5 Thoughts on Iran's Simulated Attack on Israel, U.S.

5 Thoughts on Iran's Simulated Attack on Israel, U.S.

Iranian state television aired a simulated airstrike on Israel and on American targets on Friday, as a warning of the kind of response that could be expected if either country attacked Iran’s nuclear program. The broadcast needs to be taken seriously: what an enemy is willing to imagine, it is willing to execute. And it is also worth noting that while the Obama administration is keen to look accommodating, Iran is stepping up its threats. Yet there are a few other things worth noting about the video, beyond the basic fact that it was aired at all.

1. It is an exaggeration of Iran’s strength and Israel’s weakness.

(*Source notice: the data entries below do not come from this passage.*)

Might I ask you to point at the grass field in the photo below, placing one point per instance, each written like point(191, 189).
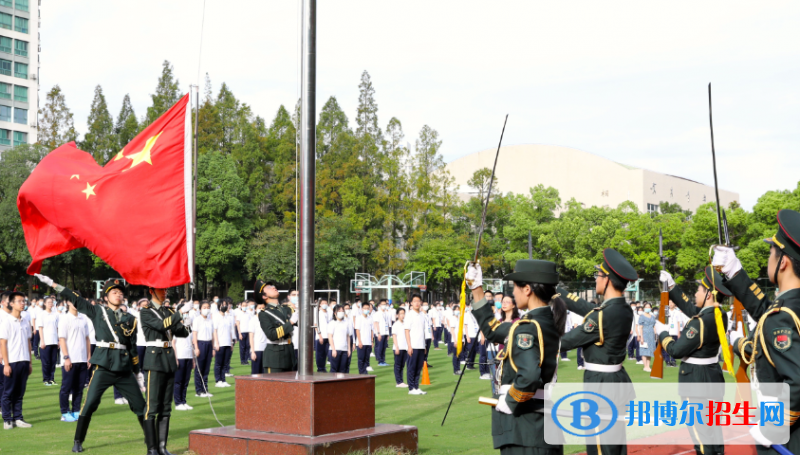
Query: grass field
point(115, 431)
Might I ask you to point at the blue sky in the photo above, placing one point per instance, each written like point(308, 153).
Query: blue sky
point(625, 80)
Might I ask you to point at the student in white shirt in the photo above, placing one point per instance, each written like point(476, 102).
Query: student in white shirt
point(15, 350)
point(400, 348)
point(183, 352)
point(224, 340)
point(202, 339)
point(364, 328)
point(339, 337)
point(47, 325)
point(73, 337)
point(258, 341)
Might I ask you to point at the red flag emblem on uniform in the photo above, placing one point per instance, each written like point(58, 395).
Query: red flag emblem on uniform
point(134, 212)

Tel Aviv is barely within the range of Iran’s most sophisticated drones, meaning that the attack, as depicted, would probably be beyond Iran’s actual capability. Note, too, that Iran’s drones approach Israel flying well above cloud level. They would be picked up by Israeli radar before reaching their targets. A later missile attack pretends Israel has no missile defenses.

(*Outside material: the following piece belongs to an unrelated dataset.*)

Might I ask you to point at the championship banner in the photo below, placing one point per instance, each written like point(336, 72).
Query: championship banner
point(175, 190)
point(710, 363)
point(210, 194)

2. Iran’s first targets are civilian, not military. Note that Iran has absolutely no moral scruples at all when it comes to killing innocent people or obeying international humanitarian law. Its first targets are the city of Tel Aviv and the Ben-Gurion Airport, among others. There is not even an attempt to show an attack on Israeli air defenses as a first step. Iran seems content to cast itself as a kind of supervillain. Why pretend otherwise?

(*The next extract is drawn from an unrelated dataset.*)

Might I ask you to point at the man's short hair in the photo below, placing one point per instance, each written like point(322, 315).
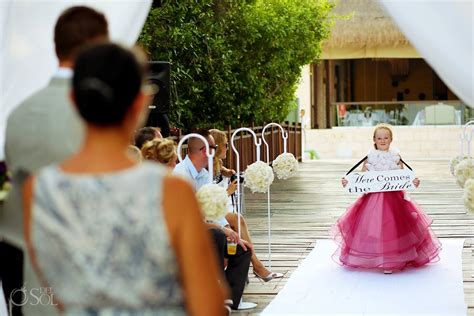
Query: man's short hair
point(144, 135)
point(77, 27)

3. Iran intends to target the Israeli government. Using old footage (from the government that led Israel during the Second Lebanon War, a conflict that represented a strategic advance for Iran), Iran has declared that political targets are among the first on its list. Turnabout is fair play: Iran’s regime should be among the targets of any attack on the regime’s nuclear installations. The Iranian people would likely be grateful for their removal.

4. The imagery evokes the 9/11 attack on the U.S. The video focuses on skyscrapers falling over in Tel Aviv in an eerie evocation of the collapse of the World Trade Center. What Iran envisions in this video is not just an attack on Israel but the destruction of Israel, something Iran’s leaders have been threatening to do for years, and not just since Israel began threatening to take pre-emptive action against Iran’s nuclear program.

5. The attack on the U.S.S. Abraham Lincoln is both farcical and deadly serious. The footage Iran uses to simulate the attack includes at least one vessel that is not the Abraham Lincoln but in fact the Carl Vinson. How Iran thinks missiles and drones would be able to carry out such an attack is a mystery. But it also shows that the regime may have no fear of a counterattack. That is the low esteem in which we are now held.